Ashley Buchanan directed Kohl’s to “engage in vendor transactions that involved undisclosed conflicts of interest,” the company said.

Kohl’s audit committee oversaw an investigation led by an outside law firm that found that Buchanan had not disclosed the vendor relationships that were deemed inappropriate and for which he was fired for cause.

Kohl’s named board member Michael Bender as interim CEO effective immediately.

Bender has served as a director since July 2019 and was appointed board chair in May 2024.

Kohl’s shares are up by nearly 6% to $7.09 on the news.

Buchanan directed the company to do business with a vendor founded by an individual to whom he had ties, according to a Thursday securities filing.

The vendor signed a multimillion-dollar consulting agreement with Kohl’s with unusually favorable terms, according to the filing.

Buchanan will forfeit all equity awards he received from the company and be required to reimburse Kohl’s on a pro-rated basis for a signing award worth $2.5 million, according to the filing.

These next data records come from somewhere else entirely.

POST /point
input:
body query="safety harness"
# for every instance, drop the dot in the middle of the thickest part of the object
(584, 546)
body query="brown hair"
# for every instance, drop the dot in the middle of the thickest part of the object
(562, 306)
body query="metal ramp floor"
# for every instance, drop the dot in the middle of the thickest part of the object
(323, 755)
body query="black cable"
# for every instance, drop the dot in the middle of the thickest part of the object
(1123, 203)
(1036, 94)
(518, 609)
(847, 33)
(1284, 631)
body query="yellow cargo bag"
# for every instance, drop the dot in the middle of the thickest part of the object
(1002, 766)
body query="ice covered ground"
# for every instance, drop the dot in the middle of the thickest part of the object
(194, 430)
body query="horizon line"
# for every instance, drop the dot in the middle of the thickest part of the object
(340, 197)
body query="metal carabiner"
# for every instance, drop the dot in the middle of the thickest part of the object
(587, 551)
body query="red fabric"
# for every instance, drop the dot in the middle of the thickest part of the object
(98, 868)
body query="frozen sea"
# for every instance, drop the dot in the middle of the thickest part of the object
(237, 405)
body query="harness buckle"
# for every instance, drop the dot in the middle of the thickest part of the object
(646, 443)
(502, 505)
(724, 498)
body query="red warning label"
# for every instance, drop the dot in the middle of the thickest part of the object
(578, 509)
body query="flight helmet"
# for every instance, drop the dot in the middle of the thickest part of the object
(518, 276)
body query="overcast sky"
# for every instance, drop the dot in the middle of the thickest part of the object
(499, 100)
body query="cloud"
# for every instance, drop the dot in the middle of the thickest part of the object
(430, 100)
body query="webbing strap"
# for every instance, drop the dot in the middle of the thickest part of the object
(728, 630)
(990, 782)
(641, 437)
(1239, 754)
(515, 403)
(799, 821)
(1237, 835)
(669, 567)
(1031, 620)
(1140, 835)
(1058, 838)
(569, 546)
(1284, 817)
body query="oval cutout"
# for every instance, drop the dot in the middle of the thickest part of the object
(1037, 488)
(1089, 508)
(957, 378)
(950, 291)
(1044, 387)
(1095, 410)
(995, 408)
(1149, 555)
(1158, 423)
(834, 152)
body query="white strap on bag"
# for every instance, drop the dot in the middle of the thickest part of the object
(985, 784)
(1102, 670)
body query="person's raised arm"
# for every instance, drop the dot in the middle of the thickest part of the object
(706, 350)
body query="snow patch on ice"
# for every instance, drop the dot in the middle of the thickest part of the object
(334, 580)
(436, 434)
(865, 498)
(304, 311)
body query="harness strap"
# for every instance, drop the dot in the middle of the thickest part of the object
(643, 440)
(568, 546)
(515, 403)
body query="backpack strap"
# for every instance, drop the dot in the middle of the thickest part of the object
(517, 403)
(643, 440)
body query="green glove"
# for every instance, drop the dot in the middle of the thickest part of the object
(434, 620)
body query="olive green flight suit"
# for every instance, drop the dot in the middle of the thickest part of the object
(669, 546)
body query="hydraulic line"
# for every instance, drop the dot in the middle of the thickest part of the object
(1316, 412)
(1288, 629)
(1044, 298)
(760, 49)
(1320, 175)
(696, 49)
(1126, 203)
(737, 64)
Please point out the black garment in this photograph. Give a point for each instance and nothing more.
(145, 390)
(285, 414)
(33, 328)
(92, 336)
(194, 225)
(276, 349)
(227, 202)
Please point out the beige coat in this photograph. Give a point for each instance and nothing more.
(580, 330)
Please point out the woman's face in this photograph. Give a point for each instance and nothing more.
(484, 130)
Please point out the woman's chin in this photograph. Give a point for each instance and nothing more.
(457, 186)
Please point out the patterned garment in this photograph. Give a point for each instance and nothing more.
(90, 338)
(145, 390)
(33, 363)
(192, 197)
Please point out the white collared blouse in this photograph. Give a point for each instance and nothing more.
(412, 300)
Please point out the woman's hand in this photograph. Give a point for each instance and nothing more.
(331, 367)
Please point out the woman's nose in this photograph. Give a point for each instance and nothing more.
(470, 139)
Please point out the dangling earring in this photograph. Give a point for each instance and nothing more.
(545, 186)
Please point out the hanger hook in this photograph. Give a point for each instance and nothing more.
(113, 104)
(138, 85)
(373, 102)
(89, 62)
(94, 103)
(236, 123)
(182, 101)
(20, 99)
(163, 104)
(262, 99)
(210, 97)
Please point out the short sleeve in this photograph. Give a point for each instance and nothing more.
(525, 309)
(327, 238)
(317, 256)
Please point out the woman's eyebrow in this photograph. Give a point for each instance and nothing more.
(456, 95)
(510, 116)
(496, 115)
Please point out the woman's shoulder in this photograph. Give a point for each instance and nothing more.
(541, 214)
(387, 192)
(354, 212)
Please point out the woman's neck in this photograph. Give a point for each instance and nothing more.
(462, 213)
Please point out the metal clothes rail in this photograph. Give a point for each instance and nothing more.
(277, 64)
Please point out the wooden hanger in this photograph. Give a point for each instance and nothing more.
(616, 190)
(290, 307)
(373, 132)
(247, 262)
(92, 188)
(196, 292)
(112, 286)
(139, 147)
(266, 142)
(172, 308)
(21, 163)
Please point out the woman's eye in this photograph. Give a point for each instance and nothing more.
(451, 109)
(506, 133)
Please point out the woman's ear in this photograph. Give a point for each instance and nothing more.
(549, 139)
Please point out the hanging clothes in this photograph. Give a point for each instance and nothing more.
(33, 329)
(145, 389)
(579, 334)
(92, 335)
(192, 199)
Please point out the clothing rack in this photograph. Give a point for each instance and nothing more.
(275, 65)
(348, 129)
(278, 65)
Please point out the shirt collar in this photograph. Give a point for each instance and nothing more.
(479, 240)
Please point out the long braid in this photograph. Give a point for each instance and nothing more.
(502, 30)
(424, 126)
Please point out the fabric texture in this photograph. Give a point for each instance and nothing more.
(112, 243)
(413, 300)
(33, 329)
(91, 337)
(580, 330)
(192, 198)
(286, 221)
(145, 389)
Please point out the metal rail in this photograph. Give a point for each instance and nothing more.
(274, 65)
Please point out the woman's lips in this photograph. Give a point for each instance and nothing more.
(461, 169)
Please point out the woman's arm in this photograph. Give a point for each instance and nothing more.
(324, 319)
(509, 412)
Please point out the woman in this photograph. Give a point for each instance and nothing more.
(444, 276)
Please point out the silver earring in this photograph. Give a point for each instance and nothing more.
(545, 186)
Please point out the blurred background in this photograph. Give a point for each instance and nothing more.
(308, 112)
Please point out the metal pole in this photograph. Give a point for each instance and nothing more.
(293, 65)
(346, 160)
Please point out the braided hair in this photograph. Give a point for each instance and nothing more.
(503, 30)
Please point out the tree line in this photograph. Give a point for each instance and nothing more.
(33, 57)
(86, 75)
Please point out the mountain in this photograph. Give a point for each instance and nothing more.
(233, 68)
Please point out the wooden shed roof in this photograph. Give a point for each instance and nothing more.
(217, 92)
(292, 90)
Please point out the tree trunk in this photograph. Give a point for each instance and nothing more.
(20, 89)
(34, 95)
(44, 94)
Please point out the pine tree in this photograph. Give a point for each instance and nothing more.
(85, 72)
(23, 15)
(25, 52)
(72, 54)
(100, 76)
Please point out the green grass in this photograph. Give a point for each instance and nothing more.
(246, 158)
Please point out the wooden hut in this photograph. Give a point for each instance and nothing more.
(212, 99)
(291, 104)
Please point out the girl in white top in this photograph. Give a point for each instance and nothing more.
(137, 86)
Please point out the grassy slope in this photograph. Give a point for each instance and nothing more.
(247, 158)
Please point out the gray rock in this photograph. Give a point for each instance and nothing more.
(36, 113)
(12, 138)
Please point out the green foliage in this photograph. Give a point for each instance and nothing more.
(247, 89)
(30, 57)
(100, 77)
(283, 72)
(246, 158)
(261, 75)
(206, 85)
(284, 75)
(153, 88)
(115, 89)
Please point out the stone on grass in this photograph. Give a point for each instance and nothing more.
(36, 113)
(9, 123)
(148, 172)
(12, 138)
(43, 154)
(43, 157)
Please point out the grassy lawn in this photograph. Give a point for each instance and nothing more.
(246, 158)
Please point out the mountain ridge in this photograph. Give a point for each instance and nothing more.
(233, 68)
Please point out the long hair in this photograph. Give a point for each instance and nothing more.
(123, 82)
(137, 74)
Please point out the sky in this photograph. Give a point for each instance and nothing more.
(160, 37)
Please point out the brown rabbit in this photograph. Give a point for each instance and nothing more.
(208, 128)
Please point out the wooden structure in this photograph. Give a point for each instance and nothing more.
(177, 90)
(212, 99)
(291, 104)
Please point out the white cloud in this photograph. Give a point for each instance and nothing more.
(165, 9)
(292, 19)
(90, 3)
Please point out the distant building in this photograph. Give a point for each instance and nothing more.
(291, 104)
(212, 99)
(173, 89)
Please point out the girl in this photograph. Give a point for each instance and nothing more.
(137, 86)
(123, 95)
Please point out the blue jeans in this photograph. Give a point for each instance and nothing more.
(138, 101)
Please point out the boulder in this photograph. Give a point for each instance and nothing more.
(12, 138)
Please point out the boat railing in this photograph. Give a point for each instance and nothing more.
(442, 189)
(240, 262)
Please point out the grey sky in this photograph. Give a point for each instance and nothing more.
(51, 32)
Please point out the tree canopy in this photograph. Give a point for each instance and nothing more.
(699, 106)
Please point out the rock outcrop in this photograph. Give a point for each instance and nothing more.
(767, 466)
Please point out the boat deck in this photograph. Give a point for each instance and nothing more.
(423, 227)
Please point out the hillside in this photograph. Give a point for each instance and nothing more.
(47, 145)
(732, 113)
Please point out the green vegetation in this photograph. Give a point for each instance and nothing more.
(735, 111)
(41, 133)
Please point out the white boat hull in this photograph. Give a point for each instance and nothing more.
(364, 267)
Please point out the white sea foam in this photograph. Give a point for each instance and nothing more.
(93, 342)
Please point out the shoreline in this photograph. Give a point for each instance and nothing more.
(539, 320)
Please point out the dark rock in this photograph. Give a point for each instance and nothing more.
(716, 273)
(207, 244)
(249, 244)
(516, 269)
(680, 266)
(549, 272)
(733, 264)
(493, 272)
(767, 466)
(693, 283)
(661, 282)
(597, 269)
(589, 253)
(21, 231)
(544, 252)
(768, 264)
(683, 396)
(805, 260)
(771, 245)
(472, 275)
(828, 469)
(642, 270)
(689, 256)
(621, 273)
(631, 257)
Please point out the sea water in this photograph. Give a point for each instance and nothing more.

Kohl’s said Buchanan’s termination had no bearing on the company’s financial performance as the company released preliminary financial results for the first quarter showing that comparable sales will be down by between 4% and 4.3%.

The budget department store based in Menomonee, Wis., has had three CEOs over the past three years as it struggles to stanch declining sales.

Buchanan followed Tom Kingsubury, who lasted less than two years on the job after succeeding Michelle Gass, who left Kohl’s for Levi’s.